3. HYBRID POLYMER-MATRIX COMPOSITE, according to claim 1, characterized in that the cellulosic fiber is selected from wood, cane, coconut, jute and bamboo fibers.

4. A hybrid polymer-matrix COMPOSITE characterized by the fact that cellulosic fiber and synthetic fiber are mixed with the polymer matrix during the extrusion process.

Description

DETAILED DESCRIPTION OF THE INVENTION

[0020] The hybrid polymer-matrix composite, object of the present invention patent, comprises a polymer matrix in which is associated between 10.0 to 45.0% w/w of cellulosic fiber, between 5.0 to 40.0% w/w of synthetic fiber and compatibilizing additives to promote the interface between the reinforcing fibers (synthetic and natural) and the polymer matrix, in order to enhance the performance properties of the product, optimizing the performance of the final product, without losing the recycling property.

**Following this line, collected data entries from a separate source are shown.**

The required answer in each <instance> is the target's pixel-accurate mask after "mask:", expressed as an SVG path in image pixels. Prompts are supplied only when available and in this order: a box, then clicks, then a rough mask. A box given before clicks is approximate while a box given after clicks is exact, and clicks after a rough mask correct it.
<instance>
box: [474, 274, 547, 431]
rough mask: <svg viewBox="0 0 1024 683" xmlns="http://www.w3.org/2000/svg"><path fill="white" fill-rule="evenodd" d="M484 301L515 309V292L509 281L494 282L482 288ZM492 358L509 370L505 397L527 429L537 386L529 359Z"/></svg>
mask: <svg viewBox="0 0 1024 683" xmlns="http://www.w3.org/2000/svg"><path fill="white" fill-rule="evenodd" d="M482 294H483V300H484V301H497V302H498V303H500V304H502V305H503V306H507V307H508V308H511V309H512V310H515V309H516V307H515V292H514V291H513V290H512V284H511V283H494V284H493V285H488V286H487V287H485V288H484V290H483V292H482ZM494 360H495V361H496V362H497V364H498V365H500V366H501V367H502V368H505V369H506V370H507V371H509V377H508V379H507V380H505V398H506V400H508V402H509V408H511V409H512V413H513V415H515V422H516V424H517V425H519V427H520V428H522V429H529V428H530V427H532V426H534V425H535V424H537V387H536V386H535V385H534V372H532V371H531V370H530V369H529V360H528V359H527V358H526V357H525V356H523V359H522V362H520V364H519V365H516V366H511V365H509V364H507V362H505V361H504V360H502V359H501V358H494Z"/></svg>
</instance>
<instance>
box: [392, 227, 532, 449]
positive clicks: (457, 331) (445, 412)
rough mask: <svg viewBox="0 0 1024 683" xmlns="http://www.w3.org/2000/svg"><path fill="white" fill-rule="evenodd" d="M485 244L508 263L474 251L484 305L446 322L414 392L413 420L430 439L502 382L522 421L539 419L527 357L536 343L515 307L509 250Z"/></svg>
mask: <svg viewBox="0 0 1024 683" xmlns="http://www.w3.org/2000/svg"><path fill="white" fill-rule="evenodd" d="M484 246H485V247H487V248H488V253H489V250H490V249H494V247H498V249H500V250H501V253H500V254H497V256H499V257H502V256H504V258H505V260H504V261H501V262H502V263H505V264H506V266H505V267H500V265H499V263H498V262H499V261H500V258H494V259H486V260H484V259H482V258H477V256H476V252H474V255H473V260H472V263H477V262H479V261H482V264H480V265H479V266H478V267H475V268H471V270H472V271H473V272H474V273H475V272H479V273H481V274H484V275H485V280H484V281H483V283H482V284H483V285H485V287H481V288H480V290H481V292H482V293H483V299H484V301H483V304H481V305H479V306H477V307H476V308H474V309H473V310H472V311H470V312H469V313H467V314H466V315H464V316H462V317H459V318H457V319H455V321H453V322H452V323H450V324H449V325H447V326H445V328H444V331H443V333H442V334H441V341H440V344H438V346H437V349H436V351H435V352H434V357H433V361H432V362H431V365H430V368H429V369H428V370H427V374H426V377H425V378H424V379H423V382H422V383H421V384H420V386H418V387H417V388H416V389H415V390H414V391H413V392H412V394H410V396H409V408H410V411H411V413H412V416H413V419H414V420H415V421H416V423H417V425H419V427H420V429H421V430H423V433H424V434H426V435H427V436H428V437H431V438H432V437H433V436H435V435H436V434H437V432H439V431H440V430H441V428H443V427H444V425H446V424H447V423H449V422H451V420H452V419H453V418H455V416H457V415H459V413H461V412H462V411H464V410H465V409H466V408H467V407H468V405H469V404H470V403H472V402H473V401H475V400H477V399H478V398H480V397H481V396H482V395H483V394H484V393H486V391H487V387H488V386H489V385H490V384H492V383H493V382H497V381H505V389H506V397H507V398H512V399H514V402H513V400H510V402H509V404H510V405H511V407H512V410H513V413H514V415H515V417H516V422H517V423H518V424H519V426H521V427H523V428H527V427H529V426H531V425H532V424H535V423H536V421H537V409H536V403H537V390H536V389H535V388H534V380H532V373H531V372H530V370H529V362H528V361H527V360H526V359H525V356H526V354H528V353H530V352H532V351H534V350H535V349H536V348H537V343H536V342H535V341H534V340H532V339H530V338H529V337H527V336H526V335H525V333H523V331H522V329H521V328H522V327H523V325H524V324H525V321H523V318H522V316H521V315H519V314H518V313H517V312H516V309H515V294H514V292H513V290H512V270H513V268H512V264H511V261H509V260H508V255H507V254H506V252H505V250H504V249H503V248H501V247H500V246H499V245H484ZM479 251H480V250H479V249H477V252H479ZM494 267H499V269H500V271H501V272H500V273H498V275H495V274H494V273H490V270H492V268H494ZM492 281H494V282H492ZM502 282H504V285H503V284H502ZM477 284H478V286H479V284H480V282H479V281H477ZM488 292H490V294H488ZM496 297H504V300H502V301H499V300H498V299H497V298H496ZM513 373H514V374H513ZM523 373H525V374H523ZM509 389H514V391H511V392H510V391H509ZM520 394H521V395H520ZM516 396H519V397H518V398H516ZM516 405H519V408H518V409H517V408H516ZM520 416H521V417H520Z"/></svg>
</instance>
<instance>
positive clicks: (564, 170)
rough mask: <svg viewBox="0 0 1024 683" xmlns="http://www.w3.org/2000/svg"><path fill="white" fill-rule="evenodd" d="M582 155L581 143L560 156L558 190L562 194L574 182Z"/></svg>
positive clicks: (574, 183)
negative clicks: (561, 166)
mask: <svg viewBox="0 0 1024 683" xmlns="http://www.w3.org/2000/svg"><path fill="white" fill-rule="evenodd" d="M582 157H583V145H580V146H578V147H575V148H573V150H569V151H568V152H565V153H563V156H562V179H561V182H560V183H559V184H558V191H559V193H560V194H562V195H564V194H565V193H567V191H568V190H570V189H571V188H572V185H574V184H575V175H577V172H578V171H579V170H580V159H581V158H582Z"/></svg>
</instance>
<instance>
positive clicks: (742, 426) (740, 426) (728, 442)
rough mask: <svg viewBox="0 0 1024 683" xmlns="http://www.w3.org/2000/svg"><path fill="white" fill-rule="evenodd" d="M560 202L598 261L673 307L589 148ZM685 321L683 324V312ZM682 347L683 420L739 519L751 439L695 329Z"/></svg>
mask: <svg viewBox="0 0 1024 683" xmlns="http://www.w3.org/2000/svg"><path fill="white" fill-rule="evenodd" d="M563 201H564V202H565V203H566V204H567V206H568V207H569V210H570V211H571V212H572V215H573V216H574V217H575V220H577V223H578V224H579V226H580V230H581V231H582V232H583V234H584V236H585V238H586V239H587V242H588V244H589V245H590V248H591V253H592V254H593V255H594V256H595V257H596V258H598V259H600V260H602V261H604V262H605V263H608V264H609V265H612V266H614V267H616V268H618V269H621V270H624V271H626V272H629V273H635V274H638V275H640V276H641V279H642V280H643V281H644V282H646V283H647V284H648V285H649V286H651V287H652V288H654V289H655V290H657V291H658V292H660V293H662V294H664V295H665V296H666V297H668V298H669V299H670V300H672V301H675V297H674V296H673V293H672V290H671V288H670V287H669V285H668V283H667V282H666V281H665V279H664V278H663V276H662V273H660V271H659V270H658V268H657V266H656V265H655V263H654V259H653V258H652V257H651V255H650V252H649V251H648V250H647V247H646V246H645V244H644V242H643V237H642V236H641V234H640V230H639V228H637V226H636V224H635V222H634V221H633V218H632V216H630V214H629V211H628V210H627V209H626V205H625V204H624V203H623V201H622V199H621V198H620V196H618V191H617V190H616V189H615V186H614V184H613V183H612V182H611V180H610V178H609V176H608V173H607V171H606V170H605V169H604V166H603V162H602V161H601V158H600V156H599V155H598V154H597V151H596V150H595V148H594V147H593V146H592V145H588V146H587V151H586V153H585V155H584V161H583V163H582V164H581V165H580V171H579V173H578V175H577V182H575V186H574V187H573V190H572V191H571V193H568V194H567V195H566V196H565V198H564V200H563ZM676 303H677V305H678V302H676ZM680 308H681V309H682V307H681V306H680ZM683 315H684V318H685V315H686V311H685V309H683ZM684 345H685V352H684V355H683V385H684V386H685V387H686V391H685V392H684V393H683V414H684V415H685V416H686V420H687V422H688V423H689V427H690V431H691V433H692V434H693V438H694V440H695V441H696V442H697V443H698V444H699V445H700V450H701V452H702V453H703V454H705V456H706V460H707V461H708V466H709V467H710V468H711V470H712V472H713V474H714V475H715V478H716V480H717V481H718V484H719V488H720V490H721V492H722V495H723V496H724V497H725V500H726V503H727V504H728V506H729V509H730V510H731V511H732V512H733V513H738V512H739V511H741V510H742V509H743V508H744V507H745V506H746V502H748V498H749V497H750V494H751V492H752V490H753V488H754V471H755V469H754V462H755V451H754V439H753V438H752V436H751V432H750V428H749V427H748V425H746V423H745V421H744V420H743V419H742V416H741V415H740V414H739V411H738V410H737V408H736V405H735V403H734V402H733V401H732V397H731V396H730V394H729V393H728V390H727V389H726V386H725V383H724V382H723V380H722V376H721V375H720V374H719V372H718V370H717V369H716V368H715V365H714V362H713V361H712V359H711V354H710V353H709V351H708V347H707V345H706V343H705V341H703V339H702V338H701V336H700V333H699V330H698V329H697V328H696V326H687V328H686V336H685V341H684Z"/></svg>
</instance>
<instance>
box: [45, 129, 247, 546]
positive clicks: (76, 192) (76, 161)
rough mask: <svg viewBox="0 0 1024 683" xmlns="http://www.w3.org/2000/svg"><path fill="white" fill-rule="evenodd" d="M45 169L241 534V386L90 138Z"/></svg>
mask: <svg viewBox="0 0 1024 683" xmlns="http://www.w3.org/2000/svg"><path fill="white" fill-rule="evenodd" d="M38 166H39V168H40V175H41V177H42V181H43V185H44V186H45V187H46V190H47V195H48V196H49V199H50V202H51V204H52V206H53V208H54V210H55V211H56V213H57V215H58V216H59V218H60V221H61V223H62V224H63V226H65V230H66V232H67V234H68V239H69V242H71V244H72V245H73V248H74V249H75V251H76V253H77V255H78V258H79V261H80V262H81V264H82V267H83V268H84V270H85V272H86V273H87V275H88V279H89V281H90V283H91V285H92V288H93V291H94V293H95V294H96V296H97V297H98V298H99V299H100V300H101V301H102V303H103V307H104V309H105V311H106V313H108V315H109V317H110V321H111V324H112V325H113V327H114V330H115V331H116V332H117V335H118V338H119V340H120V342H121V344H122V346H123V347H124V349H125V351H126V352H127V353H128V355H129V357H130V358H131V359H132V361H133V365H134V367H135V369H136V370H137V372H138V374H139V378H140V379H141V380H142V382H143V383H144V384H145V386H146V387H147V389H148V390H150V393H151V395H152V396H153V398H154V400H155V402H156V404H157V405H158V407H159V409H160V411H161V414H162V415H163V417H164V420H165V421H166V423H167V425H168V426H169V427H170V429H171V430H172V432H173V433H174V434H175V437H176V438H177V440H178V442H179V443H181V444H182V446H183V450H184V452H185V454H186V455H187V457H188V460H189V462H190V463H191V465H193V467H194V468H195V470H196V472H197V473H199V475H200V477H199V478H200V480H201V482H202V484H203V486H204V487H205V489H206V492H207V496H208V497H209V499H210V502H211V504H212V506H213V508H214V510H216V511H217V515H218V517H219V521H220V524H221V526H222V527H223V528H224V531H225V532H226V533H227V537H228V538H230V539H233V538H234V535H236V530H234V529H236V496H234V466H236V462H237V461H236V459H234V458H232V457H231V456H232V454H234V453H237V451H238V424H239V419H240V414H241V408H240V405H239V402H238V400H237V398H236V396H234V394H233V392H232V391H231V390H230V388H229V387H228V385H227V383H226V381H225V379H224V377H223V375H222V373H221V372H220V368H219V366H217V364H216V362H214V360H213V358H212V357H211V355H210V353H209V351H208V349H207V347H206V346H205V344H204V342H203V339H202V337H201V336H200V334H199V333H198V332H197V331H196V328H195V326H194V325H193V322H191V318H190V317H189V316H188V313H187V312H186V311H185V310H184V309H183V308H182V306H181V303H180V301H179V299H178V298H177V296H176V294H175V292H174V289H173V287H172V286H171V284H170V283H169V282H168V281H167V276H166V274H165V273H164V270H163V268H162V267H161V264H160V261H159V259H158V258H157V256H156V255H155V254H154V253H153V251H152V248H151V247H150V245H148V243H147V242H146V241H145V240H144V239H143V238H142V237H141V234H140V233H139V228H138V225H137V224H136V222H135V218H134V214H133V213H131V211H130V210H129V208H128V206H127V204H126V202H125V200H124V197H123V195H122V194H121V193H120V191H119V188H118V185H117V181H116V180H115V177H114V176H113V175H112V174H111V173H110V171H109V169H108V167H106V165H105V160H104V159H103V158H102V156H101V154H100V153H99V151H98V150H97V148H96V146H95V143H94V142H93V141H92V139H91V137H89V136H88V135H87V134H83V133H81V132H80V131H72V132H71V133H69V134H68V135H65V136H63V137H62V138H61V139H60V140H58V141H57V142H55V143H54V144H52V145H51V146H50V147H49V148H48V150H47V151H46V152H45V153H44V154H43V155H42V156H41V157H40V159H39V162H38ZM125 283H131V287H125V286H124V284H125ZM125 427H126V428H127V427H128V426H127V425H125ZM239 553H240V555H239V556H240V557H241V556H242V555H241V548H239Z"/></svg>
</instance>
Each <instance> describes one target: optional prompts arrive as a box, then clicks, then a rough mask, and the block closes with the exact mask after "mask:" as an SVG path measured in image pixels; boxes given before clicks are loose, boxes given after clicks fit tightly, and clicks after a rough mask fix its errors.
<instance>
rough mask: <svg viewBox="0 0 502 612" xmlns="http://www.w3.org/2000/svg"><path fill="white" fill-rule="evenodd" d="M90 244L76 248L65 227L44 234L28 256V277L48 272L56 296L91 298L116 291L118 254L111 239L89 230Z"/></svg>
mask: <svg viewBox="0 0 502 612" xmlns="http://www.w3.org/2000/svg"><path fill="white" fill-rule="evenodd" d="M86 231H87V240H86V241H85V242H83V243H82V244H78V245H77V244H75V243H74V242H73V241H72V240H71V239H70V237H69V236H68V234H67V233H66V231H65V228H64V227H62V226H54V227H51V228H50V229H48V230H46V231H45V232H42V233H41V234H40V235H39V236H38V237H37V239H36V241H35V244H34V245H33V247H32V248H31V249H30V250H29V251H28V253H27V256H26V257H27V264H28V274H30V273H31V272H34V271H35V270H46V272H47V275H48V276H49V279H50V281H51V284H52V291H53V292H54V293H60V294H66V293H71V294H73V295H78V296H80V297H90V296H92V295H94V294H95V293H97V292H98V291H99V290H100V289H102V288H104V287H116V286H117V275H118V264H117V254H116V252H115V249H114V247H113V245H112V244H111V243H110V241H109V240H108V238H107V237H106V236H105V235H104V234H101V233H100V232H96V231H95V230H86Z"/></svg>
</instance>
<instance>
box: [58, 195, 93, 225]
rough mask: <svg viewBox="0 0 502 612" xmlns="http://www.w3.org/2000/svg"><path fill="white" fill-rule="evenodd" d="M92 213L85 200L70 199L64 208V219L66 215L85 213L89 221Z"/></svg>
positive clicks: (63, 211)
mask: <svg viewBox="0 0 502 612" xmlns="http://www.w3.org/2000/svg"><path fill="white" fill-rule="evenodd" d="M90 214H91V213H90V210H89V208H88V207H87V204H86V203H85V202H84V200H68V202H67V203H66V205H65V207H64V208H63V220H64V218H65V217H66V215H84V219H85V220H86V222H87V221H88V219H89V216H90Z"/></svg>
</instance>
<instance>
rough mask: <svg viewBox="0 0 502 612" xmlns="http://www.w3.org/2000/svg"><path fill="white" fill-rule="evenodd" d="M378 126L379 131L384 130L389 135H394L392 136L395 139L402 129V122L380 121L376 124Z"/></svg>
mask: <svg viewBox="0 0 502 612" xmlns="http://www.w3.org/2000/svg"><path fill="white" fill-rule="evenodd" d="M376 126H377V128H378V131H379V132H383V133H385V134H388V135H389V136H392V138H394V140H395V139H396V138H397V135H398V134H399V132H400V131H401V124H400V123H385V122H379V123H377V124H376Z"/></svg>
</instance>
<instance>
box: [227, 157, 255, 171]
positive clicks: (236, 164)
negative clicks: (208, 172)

[0021] The polymer matrix is selected from polyethylene (PE), polypropylene (PP), ethyl vinyl acetate (EVA), polyester (PES) or thermoplastic polyurethane (TPU).

[0022] The cellulosic fiber has a fiber length of up to 3 mm and a maximum moisture content of 5%, and is preferably selected from wood, cane, coconut, jute and bamboo fibers.

[0023] The synthetic fibers are selected from glass fiber, carbon fiber or aramid fiber, with a length of up to 4 mm, adding considerably greater thermal and mechanical resistance to the product where it will be applied, as this type of fiber is more rigid and structured than the natural fiber.

[0024] The length of the incorporated fibers allows the possibility of dosing in the extruder feeders, without causing agglomeration.

[0025] The method of processing the hybrid polymer-matrix composite comprises the incorporation of the cellulosic fiber and the incorporation of the synthetic fiber in a specific feeder of a double-screw extruder. Thus, unlike state-of-the-art composites in which the reinforcing fillers are mixed with the polymer matrix prior to extrusion, in the method described in the present invention, the reinforcing fibers are added to the feeders in a specific concentration and size, due to the geometry of the transport screw, ensuring proper dispersion of the fiber for encapsulation by the polymer matrix and shear adjustment, in order to optimize interfacial interactions, with the shear adjustment being performed at the time of extrusion and not at the time of fiber dosing.

[0026] Mechanical and thermal tests were carried out with extruded parts using composite A (45.0% w/w of cellulosic fiber), composite B (40.0% w/w of cellulosic fiber and 10.0% w/w of synthetic fiber), composite C (30.0% w/w of cellulosic fiber and 20.0% w/w of synthetic fiber) and composite D (20.0% w/w of cellulosic fiber and 30.0% w/w of synthetic fiber), with the results shown in Table 1.

TABLE-US-00001 TABLE 1 mechanical and thermal tests Test Composite A Composite B Composite C Composite D Density (g/cm.sup.3) 1.06 to 1.10 1.10 to 1.14 1.14 to 1.18 1.18 to 1.22 HDT L (° C.) >110 >125 >135 >140 HDTT (° C.) >90 >105 >115 >120 Vicat (° C.) >115 >125 >130 >135 Modulus of elasticity under bending L (Mpa) >3200 >3500 >4500 >6500 Modulus of elasticity under bending T (Mpa) >2000 >2200 >2800 >3000 Flexural strength L (MPa) >45 >65 >80 >120 Flexural strength T (Mpa) >35 >45 >55 >60 Tensile strength L (MPa) >20 >30 >40 >60 Tensile strength L (Mpa) >15 >20 >30 >35

[0027] Molding tests were carried out with the extruded plates using composite C, in traditional molding equipment, having a good moldability, presenting a conformation result, format copying and dimensional stability quite satisfactory.